“Me quedé pensando en la cantidad de información que nuestros padres se guardan, esa caja negra que, de poder tener acceso, nos allanaría el camino para entendernos o, tal vez, volvernos más locos”, escribe Silvina Giaganti en el primer capítulo de Donde brilla el tibio sol (Mansalva 2022). Tres o cuatro páginas antes de ese fragmento comienza la travesía con una dedicatoria: “a Livia Arimaré y Victor Giaganti”.

Independiente, Avellaneda y familia es la formación táctica para contar en primera persona una intimidad que pareciera salir del punto más profundo de un charco que no se seca nunca. “Barrio, fútbol, padre”, como dice Santiago Llach en la contratapa “un cóctel que podría producir desastres, pero no”.

La arquitectura de este relato tiene un pigmento que no se discute, todo va, viene y pasa por el rojo. Como se le dice a Independiente en la jerga futbolera. No hay por donde salir pero el encierro agrada, porque Giaganti la mayoría del tiempo abre espacios a su intimidad arraigada a ese territorio que se llama C.A.I. (Club Atlético Independiente): un altillo en donde la computadora se usa en la madrugada para ver el documental de Adrian Caetano “Sangre Roja” y llorar por Independiente, el conjunto completo del rojo con el escudo de la remera cosido a mano, las dos veces que le gritó un gol en la cara a su padre aficionado de Boca y la primera trasnoche de su vida que fue para ver la final de la Copa Intercontinental de 1984 en la que se enfrentaron Independiente y Liverpool. 

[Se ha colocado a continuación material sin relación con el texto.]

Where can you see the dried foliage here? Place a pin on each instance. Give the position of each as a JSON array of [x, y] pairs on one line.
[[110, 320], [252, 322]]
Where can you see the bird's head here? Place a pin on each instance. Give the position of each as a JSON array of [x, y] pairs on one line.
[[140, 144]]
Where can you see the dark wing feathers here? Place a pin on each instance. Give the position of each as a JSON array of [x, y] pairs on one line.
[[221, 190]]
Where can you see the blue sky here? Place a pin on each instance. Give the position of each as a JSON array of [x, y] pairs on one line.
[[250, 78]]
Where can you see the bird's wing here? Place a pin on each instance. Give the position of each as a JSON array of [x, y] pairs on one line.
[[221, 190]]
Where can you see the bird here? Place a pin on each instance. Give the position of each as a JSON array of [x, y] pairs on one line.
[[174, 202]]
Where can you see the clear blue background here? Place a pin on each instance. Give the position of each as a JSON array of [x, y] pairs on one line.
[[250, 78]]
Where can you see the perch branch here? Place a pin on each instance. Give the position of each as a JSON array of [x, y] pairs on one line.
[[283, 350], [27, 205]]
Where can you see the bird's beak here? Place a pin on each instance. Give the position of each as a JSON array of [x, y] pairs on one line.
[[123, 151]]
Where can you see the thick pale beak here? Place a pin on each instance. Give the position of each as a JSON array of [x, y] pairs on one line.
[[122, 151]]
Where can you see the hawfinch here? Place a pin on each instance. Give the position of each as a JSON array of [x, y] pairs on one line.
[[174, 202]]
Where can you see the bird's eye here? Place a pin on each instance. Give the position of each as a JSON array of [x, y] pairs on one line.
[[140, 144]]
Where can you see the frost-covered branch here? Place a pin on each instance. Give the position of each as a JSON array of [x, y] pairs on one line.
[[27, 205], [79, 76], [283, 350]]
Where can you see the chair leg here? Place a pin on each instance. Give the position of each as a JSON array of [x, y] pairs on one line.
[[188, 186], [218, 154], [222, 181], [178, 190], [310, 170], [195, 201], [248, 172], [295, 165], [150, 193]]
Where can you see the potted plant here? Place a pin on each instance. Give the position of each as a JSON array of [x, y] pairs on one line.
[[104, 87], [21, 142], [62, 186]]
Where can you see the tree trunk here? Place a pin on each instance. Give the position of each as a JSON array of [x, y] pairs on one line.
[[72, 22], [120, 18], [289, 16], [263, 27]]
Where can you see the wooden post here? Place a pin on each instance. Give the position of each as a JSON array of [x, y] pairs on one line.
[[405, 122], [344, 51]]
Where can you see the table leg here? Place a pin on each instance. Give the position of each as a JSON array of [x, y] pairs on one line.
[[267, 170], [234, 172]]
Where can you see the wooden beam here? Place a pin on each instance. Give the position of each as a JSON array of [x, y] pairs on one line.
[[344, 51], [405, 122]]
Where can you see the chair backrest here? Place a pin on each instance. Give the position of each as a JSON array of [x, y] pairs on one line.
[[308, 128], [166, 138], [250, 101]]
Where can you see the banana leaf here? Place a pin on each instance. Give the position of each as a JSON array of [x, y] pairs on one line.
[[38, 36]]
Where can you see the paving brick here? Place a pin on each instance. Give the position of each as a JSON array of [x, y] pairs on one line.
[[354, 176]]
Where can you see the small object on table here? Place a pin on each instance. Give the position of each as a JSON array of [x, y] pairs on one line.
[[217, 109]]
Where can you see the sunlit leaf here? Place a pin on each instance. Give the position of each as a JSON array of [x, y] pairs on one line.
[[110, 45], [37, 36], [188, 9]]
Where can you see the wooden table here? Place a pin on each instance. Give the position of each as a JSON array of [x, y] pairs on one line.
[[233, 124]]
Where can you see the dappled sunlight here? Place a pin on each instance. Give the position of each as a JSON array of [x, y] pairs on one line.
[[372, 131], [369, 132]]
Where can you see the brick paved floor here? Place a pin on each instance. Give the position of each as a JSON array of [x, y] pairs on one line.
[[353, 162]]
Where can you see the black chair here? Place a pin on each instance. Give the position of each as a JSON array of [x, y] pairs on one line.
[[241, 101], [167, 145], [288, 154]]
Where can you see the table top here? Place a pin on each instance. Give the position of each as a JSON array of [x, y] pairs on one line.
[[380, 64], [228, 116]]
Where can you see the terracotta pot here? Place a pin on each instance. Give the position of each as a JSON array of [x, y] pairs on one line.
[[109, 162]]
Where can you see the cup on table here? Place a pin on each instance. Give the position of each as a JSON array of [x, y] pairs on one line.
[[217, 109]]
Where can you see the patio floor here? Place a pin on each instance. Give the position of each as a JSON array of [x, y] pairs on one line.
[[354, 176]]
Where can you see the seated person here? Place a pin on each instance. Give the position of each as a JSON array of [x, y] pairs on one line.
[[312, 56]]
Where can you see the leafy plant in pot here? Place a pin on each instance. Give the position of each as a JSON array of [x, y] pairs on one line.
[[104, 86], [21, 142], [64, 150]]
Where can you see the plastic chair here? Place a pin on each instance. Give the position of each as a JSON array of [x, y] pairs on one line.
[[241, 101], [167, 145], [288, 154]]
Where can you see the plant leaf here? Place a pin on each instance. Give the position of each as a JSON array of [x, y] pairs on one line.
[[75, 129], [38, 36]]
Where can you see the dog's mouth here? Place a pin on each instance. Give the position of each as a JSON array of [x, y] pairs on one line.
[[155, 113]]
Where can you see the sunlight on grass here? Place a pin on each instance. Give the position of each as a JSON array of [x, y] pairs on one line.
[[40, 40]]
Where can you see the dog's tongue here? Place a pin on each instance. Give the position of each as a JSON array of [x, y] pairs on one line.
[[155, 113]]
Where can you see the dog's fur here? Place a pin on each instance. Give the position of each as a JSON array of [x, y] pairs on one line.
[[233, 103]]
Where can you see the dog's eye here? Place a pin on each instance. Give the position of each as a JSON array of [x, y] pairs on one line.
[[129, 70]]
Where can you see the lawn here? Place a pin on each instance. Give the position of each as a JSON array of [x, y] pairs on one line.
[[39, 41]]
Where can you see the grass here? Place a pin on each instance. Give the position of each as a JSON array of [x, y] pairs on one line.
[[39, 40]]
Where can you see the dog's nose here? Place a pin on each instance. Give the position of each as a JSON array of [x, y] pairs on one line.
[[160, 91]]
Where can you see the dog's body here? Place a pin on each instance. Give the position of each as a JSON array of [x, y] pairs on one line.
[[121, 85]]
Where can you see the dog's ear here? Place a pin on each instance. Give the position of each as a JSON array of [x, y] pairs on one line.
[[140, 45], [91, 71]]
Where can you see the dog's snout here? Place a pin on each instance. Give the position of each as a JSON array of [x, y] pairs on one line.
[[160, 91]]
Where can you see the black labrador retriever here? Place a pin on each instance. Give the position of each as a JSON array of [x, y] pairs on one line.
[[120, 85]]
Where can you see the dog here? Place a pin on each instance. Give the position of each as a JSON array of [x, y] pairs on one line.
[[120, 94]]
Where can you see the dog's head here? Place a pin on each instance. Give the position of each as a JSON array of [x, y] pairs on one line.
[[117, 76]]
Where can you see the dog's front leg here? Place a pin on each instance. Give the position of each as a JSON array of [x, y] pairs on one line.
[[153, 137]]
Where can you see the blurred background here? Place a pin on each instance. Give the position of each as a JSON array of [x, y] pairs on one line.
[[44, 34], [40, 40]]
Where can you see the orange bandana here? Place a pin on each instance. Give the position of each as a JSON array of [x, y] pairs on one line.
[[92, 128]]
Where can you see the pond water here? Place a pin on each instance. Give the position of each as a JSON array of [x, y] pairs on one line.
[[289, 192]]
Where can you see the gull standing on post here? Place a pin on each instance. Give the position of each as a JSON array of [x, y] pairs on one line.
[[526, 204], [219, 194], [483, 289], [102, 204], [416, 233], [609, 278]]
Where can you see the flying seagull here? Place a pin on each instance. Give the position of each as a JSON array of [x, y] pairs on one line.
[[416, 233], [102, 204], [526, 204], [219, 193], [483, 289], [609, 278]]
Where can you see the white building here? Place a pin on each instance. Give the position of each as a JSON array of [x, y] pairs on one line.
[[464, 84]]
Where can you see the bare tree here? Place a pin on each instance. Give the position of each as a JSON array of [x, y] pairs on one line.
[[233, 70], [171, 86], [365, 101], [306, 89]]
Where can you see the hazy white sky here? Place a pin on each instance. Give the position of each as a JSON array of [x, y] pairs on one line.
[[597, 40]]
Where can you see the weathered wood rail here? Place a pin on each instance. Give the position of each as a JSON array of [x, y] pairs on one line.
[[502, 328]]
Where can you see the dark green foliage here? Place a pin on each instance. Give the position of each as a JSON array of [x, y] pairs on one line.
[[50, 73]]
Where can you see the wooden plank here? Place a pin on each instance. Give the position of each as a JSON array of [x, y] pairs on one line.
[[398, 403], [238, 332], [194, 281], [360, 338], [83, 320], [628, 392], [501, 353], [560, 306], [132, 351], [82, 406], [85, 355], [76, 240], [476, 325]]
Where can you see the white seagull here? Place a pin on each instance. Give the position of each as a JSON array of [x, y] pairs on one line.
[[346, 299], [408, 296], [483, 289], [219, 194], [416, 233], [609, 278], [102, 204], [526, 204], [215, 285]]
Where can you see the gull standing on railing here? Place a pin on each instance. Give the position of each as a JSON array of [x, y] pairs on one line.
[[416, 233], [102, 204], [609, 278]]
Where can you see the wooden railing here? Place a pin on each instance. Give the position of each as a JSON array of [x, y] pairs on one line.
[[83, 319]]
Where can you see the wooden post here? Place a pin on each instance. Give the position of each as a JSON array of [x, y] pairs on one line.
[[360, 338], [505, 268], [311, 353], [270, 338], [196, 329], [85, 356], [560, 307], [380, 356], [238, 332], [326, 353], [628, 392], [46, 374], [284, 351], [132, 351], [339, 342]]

“Cuando terminó el partido me emocioné y me sentí feliz, pero no tenía con quién festejar, así que apagué la luz de la cocina y me fui a dormir. ¿Será por eso que cuando cumplo años me voy de viaje y lo festejo sola? ¿Será por eso que cuando algo me sale bien me cuesta contarlo? ¿Será la felicidad algo mas íntimo de lo que parece? ¿O será que, al no haber tenido un modelo de felicidad familiar tuve que crearlo y me salió raro? Ya lo dijo Richard Ford, la vida se nos da vacía, hay que inventar la parte feliz”.

Silvina Giganti nació en la Clínica 25 de Mayo, el 29 de mayo de 1976. La clínica ya no existe según Google Maps. El rastreo del lugar en donde su madre la parió lo inició cuando empezó a escribir este libro, el segundo publicado, el primero fue Tarda en Apagarse (Caleta Olivia, 2017), un poemario que de boca en boca fue un bestseller secreto.

“El lugar en donde nací no existe más” es lo que le sigue a la dedicatoria y a la foto de portada en la que Silvina viste la campera de Independiente, así lisa y llanamente coloca este relato en el centro de la cancha para que quienes leen se sientan invitadxs al juego, me animo a decir que se lee de un tirón en 90 minutos.

A este libro no le falta corazón porque el barrio, la familia y el club la atraviesan, ¿y cómo se hace para que todo eso no pase por el corazón? “Durante una parte de mi infancia, a la cinco y cuarto de la madrugada, mi papá iba a buscarme a una pieza que daba a la esquina de mi casa. Entraba y susurraba las primeras sílabas de mi nombre, Silvi, Silvi, me despertaba un poco pero no demasiado, me alzaba upa para llevarme a dormir con mi mamá y me acostaba en el lugar que había dejado vacío. Una costra de calor, temperatura que heredé. Era lo último que hacía, después de desayunar y barrer parte de la casa, antes de irse a trabajar. A las 5:30 en invierno todavía era de noche, en verano era la hora en que empezaba a clarear” escribe en el capítulo que se titula “El corazón va por ascensor y la razón por escalera”. 

En escenas como ésta, Silvina prepara como si fuese un brebaje el agua del charco, el barro y por supuesto las distintas formas de sumergirse en la biografía ¿o autoficción? . Sigue : “Cuando me hice más grande, a veces me despertaba y lo espiaba esperando el colectivo, asustada y culpable. Asustada porque me daba miedo que le pasara algo y un día no volviera más. Culpable, porque sabía que iba a trabajar en parte por mí. Fue la vida de mi papá y, también, la de mi mamá, la que me hizo preguntarme qué es lo que lleva a un hombre, a una mujer, a trabajar toda la vida por otros, como es que no enloquecen”. 

Ese miedo tan mundano de la infancia y esa culpa que encaja tan bien en la adultez invitan a jugar y embarrarse y, también a escuchar la primera estrofa de una canción como la de Nino Bravo, y llorar como un bebé abandonado en una caja.